Libya is situated in North Africa, stretching along the Mediterranean shoreline for nearly 2,000 kilometres. Its area is 1,775,500 square kilometres making it the fourth largest country in Africa. Egypt is on its eastern border; Sudan, Chad and Niger are to the south and Tunisia and Algeria lie to the west. The population is concentrated in the cities, villages and farming areas along the coastal strip. In the early 1950s Libya was officially rated by the United Nations as the poorest country in the world. Today, it is quite wealthy.

Definition: “Jamahiriya — a society for all where all human beings are free and equal in the exercise of power and in the possession of wealth and arms.”

Libya is defined as a jamahiriya, which is a word resembling the word for 'republic', 'jumhuriyya'. Jamahiriya involves a system of councils where all citizens are promised the right to express their opinions. The jamahiriya is organized into 186 basic people's administrative congresses. These address 46 municipal administrative units. The basic idea of the jamahiriya system is popular influence and responsibility, through a system of direct influence in a pyramidal system. Representatives to higher institutions are elected by the members of the basic congresses.
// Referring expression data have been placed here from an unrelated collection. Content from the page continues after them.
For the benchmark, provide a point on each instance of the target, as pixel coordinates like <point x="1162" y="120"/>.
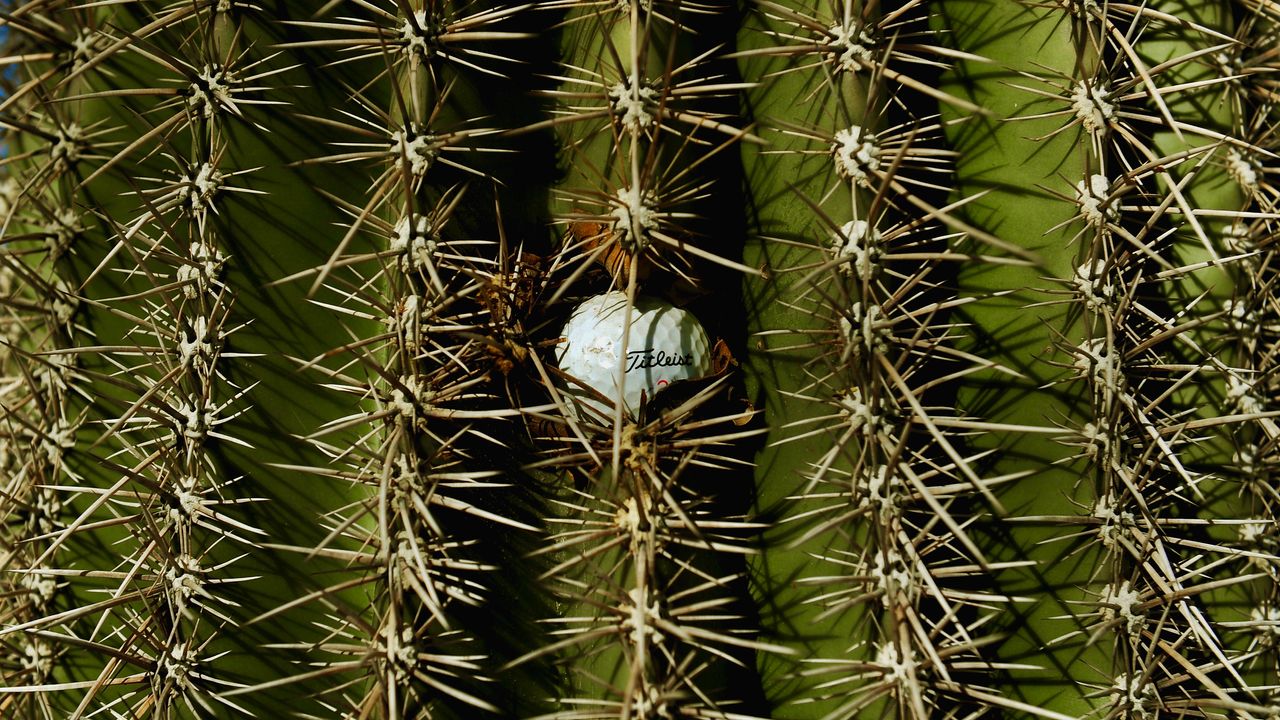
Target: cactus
<point x="990" y="427"/>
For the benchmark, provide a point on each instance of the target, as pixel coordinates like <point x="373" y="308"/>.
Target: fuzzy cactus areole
<point x="356" y="359"/>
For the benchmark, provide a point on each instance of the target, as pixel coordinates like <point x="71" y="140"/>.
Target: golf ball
<point x="664" y="345"/>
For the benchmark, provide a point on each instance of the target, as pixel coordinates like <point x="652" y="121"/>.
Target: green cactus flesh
<point x="990" y="428"/>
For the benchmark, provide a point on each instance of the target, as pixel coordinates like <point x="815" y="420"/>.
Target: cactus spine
<point x="991" y="431"/>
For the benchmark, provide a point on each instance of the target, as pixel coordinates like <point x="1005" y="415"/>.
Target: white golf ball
<point x="664" y="345"/>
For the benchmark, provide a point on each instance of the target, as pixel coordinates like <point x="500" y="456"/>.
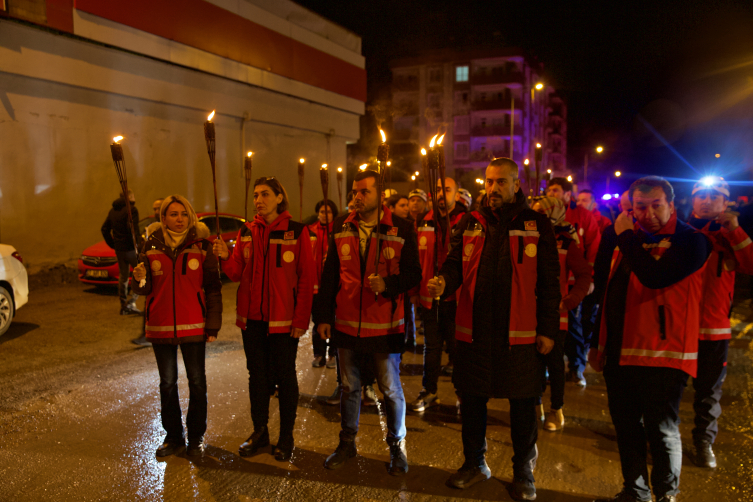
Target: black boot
<point x="522" y="489"/>
<point x="469" y="475"/>
<point x="344" y="452"/>
<point x="704" y="455"/>
<point x="259" y="439"/>
<point x="284" y="448"/>
<point x="398" y="458"/>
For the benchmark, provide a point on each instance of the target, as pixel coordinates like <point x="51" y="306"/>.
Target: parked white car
<point x="14" y="285"/>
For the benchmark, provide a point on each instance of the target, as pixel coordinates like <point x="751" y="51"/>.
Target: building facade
<point x="285" y="83"/>
<point x="489" y="104"/>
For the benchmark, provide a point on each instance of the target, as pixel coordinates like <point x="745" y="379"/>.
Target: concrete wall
<point x="62" y="99"/>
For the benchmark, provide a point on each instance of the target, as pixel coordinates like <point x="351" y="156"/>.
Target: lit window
<point x="461" y="74"/>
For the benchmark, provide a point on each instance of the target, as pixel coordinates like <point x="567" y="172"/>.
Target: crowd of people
<point x="510" y="287"/>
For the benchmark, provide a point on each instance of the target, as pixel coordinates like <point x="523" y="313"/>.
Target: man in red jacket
<point x="648" y="335"/>
<point x="438" y="317"/>
<point x="576" y="343"/>
<point x="732" y="253"/>
<point x="360" y="305"/>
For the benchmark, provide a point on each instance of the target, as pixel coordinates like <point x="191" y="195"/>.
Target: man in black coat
<point x="504" y="260"/>
<point x="117" y="235"/>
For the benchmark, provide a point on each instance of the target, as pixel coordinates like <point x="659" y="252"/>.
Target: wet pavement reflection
<point x="79" y="413"/>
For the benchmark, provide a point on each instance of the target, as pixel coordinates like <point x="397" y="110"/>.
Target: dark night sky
<point x="663" y="61"/>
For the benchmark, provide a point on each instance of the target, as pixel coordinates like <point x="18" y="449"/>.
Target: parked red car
<point x="99" y="266"/>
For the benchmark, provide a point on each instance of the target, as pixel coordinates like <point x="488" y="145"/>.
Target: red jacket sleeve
<point x="743" y="249"/>
<point x="582" y="271"/>
<point x="591" y="237"/>
<point x="306" y="279"/>
<point x="233" y="266"/>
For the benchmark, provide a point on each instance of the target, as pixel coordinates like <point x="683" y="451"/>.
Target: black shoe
<point x="522" y="489"/>
<point x="259" y="439"/>
<point x="170" y="448"/>
<point x="469" y="476"/>
<point x="284" y="449"/>
<point x="623" y="496"/>
<point x="704" y="455"/>
<point x="195" y="447"/>
<point x="398" y="459"/>
<point x="344" y="452"/>
<point x="335" y="397"/>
The concept of the administrative system in Libya is summed up in the word Jamahiriya, which literally means “the state of the masses.” The theory is that the country is run by complete popular authority with no place for the traditional structures. Authority, wealth and the arms are all in the hands of the people.
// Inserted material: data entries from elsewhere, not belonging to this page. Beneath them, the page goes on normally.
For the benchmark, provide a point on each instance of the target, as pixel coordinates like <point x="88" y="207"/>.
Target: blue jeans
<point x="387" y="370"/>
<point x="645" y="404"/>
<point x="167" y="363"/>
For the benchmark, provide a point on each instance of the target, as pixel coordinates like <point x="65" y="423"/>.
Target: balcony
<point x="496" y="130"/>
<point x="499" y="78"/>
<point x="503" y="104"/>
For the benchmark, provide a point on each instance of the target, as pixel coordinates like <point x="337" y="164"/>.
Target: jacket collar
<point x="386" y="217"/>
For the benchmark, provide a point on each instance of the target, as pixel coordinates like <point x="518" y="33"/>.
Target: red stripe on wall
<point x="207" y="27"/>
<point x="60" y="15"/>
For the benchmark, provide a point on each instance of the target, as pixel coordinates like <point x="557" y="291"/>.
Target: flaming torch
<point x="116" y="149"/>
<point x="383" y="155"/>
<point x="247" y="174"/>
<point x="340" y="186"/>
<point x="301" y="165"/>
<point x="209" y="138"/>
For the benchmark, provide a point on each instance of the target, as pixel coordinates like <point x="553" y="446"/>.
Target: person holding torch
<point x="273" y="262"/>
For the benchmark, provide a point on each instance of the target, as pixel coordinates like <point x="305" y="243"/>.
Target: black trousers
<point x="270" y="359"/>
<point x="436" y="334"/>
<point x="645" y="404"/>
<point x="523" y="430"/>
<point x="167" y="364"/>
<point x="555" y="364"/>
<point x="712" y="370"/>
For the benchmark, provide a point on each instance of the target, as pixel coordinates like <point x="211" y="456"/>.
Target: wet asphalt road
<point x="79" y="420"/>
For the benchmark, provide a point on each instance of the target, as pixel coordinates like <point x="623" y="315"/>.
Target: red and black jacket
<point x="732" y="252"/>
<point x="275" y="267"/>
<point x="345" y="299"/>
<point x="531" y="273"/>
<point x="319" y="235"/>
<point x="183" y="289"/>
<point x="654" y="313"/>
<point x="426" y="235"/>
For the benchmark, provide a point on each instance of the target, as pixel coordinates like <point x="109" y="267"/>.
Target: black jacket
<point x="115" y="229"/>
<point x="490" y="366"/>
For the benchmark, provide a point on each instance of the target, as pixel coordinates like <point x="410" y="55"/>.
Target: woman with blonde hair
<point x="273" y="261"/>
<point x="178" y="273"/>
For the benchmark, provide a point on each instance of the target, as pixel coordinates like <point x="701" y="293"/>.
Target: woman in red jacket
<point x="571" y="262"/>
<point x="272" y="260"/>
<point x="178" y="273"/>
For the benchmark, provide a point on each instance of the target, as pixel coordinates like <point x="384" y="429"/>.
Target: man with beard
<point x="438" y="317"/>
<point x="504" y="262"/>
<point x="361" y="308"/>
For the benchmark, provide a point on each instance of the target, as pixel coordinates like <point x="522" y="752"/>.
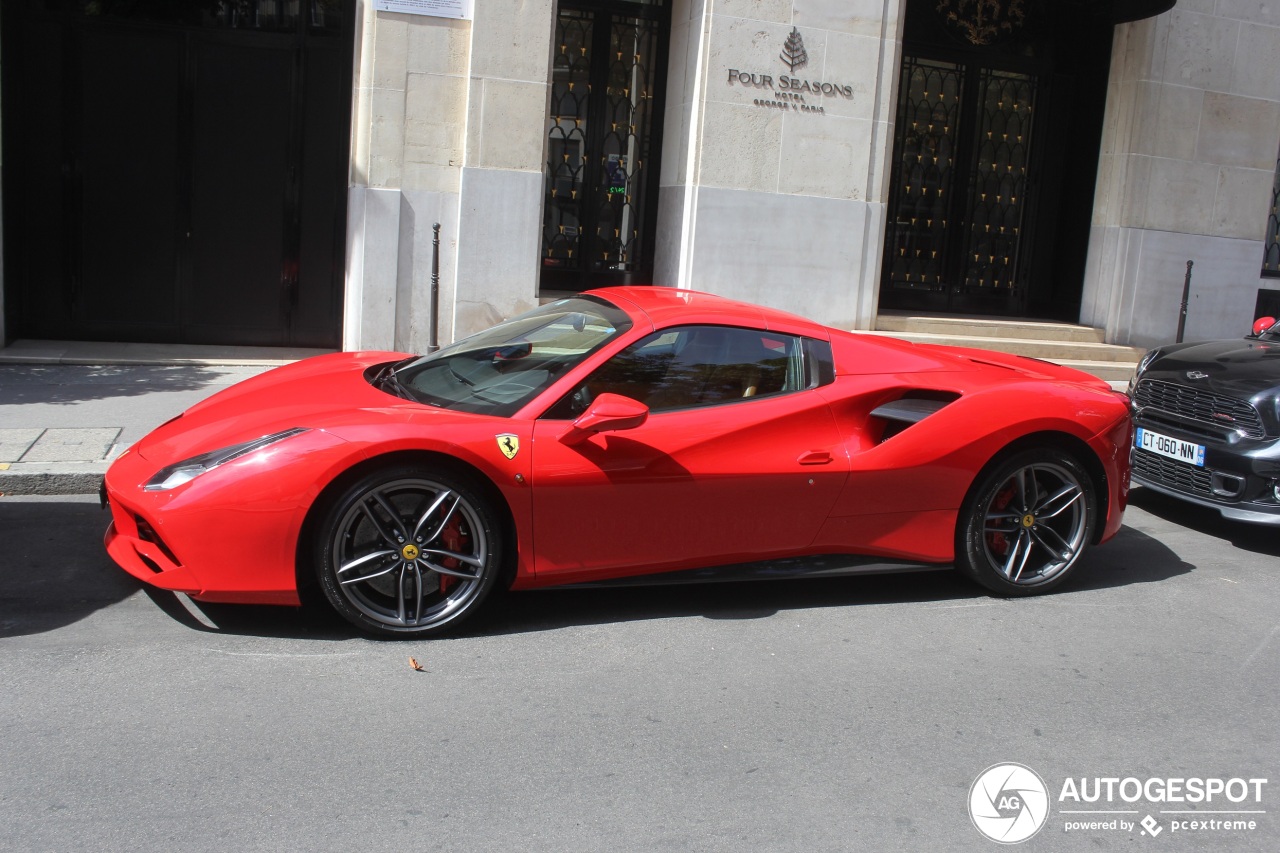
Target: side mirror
<point x="607" y="413"/>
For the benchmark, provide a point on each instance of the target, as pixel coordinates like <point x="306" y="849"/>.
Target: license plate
<point x="1171" y="447"/>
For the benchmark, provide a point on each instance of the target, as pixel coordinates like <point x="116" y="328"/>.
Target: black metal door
<point x="604" y="135"/>
<point x="958" y="205"/>
<point x="995" y="156"/>
<point x="201" y="168"/>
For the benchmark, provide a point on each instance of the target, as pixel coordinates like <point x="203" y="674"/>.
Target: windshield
<point x="501" y="369"/>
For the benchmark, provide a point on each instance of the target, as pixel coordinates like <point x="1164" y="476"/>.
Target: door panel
<point x="958" y="205"/>
<point x="241" y="154"/>
<point x="129" y="178"/>
<point x="696" y="487"/>
<point x="177" y="172"/>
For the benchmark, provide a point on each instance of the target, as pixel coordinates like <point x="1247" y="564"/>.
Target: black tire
<point x="408" y="551"/>
<point x="1025" y="521"/>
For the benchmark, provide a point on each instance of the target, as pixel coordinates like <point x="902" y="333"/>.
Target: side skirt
<point x="819" y="566"/>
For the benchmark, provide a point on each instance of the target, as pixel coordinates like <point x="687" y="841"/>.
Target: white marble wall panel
<point x="1152" y="267"/>
<point x="856" y="17"/>
<point x="373" y="268"/>
<point x="1261" y="12"/>
<point x="1238" y="131"/>
<point x="1201" y="50"/>
<point x="771" y="204"/>
<point x="1242" y="203"/>
<point x="1192" y="128"/>
<point x="499" y="240"/>
<point x="1257" y="59"/>
<point x="794" y="252"/>
<point x="448" y="127"/>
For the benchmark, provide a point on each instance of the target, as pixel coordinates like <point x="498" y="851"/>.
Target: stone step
<point x="987" y="327"/>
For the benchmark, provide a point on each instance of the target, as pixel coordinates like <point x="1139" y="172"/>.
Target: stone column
<point x="447" y="127"/>
<point x="1188" y="159"/>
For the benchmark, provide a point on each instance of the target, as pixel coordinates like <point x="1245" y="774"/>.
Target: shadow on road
<point x="55" y="573"/>
<point x="1248" y="537"/>
<point x="59" y="384"/>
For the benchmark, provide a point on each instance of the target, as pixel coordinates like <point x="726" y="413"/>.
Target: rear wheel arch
<point x="305" y="556"/>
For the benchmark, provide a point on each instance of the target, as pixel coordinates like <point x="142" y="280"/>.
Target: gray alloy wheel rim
<point x="1040" y="530"/>
<point x="391" y="559"/>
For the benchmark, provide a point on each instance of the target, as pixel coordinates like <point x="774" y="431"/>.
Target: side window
<point x="698" y="365"/>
Everywhere there are Basic People’s Conferences — from every village, city and town up to the General People’s Congress. The Conferences decide all matters of policy and their decisions are carried out by People’s Committees with the assistance and guidance of the voluntary Revolutionary Committees.

It is a unique experiment in direct democracy that was launched in March 1977, with the declaration of the establishment of popular authority and the rise of the age of the Jamahiriya — the state of the masses.

After the September revolution the first political structure was set up within the framework of the Arab Socialist Union. This in itself was a big step forward for the people after almost 20 years of rule by a puppet monarchy accompanied by a parliamentary facade.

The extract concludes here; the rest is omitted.